News from Home (1976): The early structuralist documentaries of the 1960s were often more focused experimentation than coherence. French filmmaker Chantal Akerman elevated the form in this meditation on her self-imposed exile in early ‘70s New York City. The film moves glacially by today’s standards; this is the opposite of an Instagram reel. But if you surrender to News’ rhythms, the experience is hypnotic. I dare you not to hit reverse at least once during Akerman’s extended shot of a teeming New York street, filmed from a moving car. Director: Chantal Akerman.
An Impossible Project (2020): Ostensibly a film about one man’s mission to save Polaroid’s technology from extinction. If that’s all it were, this would be a compelling enough film. But there are so many layers of the story to explore. For one: the fragility of modern technology. Society will never forget how to milk a cow, but proprietary technologies are but one bankruptcy away from fading into an Atlantis-like rumor—as we see as inventor Florian Kaps struggles to recreate the Polaroid recipe. Director: David Bohnett.
Jack Has a Plan (2023): Director Bradley Berman shows his hand in the very first scene. Jack Tuller is a fifty-something musician contemplating the final hours of his own life. Films of this genre are typically laden with a sense of heaviness and doom, but here Jack has resolved to write his exit before the decline begins. This allows Berman to explore the final chapter of a man actively living—and relishing—the life he is preparing to leave. Director: Bradley Berman.
The Bad Kids (2016): Tucked away deep in the California desert, there is a “continuation school” named Black Rock. This is a school for kids who have stumbled badly on the path to high school graduation. They face the typical challenges: poverty, family dysfunction, behavioral issues. But no kid is too troubled for Vonda Viland, the Black Rock principal who is fiercely dedicated to getting every last kid over the finish line. This film may make you cry at unexpected moments; it did me. Directors: Louis Pepe, Keith Fulton.
Koyaanisqatsi (1982): This sprawling epic would’ve been a big deal in its day. But that day was 44 years ago, and today it plays more like a cry from the past. In 1982, Koyaanisqatsi was a warning. It’s a Hopi word that roughly translates to “life out of balance.” Today, the warning hits differently: that humans don’t heed warnings. Wherever we’re going as a species, we will not be tapping the brakes (or even covering them). Heavy messages aside, Koyaanisqatsi is a mesmerizing cinematic achievement. It deploys original footage, archival reels, speed ramping, and soaring music to lay modernity bare.

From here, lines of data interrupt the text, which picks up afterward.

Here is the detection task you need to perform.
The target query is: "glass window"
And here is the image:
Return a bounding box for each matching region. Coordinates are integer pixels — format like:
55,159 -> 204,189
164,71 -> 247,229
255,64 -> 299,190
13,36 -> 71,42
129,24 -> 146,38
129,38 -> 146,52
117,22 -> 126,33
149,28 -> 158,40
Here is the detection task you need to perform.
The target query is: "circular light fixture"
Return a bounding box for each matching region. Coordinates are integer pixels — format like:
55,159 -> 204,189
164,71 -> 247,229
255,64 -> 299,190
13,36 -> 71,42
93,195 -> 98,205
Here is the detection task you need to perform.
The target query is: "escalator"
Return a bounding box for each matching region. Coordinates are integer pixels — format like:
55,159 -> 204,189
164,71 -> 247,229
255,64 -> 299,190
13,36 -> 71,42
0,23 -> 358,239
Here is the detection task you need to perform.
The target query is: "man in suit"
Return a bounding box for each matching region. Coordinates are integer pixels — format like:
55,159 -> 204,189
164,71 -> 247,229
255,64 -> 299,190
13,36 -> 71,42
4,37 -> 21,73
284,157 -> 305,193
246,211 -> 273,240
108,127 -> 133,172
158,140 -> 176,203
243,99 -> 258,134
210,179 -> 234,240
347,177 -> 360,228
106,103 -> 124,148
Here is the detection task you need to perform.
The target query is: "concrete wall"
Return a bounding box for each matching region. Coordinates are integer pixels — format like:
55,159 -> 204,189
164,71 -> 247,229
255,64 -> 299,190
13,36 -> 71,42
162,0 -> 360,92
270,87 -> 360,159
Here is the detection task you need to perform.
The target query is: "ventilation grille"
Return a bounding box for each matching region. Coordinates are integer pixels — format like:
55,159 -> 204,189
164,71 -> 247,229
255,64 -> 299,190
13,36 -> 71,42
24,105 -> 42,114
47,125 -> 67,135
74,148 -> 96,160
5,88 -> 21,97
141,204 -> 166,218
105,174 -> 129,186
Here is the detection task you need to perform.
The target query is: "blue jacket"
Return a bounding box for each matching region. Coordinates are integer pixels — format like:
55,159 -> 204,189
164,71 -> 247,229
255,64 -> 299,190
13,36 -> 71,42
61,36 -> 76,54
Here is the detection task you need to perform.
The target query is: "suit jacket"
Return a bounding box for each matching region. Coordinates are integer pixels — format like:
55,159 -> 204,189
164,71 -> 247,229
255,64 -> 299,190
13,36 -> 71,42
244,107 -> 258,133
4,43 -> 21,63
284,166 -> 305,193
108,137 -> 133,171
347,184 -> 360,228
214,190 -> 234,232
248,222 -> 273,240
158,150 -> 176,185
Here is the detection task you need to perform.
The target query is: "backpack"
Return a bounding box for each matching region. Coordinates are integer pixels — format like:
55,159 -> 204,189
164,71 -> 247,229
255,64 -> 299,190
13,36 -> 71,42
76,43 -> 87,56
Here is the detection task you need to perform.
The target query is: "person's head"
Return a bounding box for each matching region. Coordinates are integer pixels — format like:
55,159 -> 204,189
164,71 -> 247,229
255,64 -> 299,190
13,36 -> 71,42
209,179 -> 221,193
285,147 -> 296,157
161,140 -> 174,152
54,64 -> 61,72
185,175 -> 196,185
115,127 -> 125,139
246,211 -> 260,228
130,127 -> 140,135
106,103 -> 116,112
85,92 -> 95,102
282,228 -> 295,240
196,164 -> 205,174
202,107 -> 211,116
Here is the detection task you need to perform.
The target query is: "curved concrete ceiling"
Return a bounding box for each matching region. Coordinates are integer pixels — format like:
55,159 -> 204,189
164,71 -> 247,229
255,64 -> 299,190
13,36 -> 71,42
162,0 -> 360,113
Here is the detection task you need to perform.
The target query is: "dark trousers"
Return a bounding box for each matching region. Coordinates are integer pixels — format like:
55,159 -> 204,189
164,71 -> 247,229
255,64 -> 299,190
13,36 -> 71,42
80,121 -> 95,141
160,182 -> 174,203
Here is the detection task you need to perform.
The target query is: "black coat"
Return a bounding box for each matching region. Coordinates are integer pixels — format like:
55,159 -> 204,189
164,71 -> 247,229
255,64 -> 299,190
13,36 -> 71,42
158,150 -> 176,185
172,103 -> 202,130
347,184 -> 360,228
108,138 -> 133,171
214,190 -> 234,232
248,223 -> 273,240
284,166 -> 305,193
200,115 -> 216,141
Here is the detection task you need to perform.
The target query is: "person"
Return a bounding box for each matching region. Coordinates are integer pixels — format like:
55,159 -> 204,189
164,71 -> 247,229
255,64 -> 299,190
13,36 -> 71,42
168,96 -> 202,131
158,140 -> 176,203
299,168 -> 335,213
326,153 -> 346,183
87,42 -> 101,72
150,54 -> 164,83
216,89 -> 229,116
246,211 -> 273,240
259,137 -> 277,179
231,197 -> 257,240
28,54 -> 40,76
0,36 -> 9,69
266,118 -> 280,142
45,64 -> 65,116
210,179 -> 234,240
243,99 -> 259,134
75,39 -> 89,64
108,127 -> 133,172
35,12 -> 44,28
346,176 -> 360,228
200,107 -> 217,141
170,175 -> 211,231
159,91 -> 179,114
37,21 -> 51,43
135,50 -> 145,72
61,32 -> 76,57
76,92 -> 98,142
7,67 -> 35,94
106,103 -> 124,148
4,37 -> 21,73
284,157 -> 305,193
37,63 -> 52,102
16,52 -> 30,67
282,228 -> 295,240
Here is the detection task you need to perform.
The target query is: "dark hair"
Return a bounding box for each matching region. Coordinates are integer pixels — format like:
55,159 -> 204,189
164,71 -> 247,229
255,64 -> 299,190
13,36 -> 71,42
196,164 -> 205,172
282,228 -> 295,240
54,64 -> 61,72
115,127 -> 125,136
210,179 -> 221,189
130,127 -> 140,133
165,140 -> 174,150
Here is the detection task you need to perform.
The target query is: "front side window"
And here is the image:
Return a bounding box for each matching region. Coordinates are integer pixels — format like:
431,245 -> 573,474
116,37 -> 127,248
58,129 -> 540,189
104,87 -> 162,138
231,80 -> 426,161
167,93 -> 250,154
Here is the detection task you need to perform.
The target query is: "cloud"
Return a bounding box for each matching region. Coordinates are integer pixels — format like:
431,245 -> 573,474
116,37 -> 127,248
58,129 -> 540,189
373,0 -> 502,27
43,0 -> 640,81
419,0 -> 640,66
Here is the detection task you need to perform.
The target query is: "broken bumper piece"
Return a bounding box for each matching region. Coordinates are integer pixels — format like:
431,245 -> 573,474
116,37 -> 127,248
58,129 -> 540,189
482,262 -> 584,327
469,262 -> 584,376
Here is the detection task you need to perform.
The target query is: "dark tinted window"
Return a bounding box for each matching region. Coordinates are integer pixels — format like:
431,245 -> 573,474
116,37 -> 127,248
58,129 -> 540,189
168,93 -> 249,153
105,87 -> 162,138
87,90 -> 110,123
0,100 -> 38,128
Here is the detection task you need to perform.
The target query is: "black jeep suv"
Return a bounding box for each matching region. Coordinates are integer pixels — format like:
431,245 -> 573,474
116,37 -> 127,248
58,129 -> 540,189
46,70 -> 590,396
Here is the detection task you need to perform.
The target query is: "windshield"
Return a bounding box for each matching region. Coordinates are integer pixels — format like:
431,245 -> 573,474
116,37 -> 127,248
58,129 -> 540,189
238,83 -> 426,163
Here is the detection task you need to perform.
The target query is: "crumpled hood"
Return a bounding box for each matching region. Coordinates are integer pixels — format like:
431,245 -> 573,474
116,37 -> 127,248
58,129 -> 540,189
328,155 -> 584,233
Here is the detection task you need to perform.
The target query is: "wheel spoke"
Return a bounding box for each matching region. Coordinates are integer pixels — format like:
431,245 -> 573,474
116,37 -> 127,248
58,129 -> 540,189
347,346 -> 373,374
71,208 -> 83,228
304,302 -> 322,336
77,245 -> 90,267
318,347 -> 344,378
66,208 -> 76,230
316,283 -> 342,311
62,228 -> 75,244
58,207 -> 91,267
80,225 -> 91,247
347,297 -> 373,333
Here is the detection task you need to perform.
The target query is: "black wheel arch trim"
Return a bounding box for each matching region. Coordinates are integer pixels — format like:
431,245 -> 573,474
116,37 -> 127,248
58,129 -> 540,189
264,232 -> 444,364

Director: Godfrey Reggio.
Sam Klemke’s Time Machine (2015): Echoing Caveh Zahedi above, there were YouTubers long before there was a YouTube—or even an internet. In Sam Klemke’s Time Machine we see an ambitious, nerdy young Sam Klemke grow up, grow old, grow strange, find love, lose love, turn gray—all the while talking directly to his camcorder (and even a Super 8 camera early on) as the ‘70s, ‘80s and ‘90s roll on. Director: Matthew Bate.
The Last Race (2018): A film deserving of its own genre, so novel is its approach. Riverhead Raceway is the last remaining racetrack on Long Island, and its owners, now in their 80s, have decided to sell. Will Riverhead survive? Michael Dweck captures the story with the detailed eye of a still photographer (his actual day job). He zooms through the dust and chaos to find in auto racing its own visual poetry. The Last Race has the soul of a city symphony and the heart of a vérité film. Director: Michael Dweck.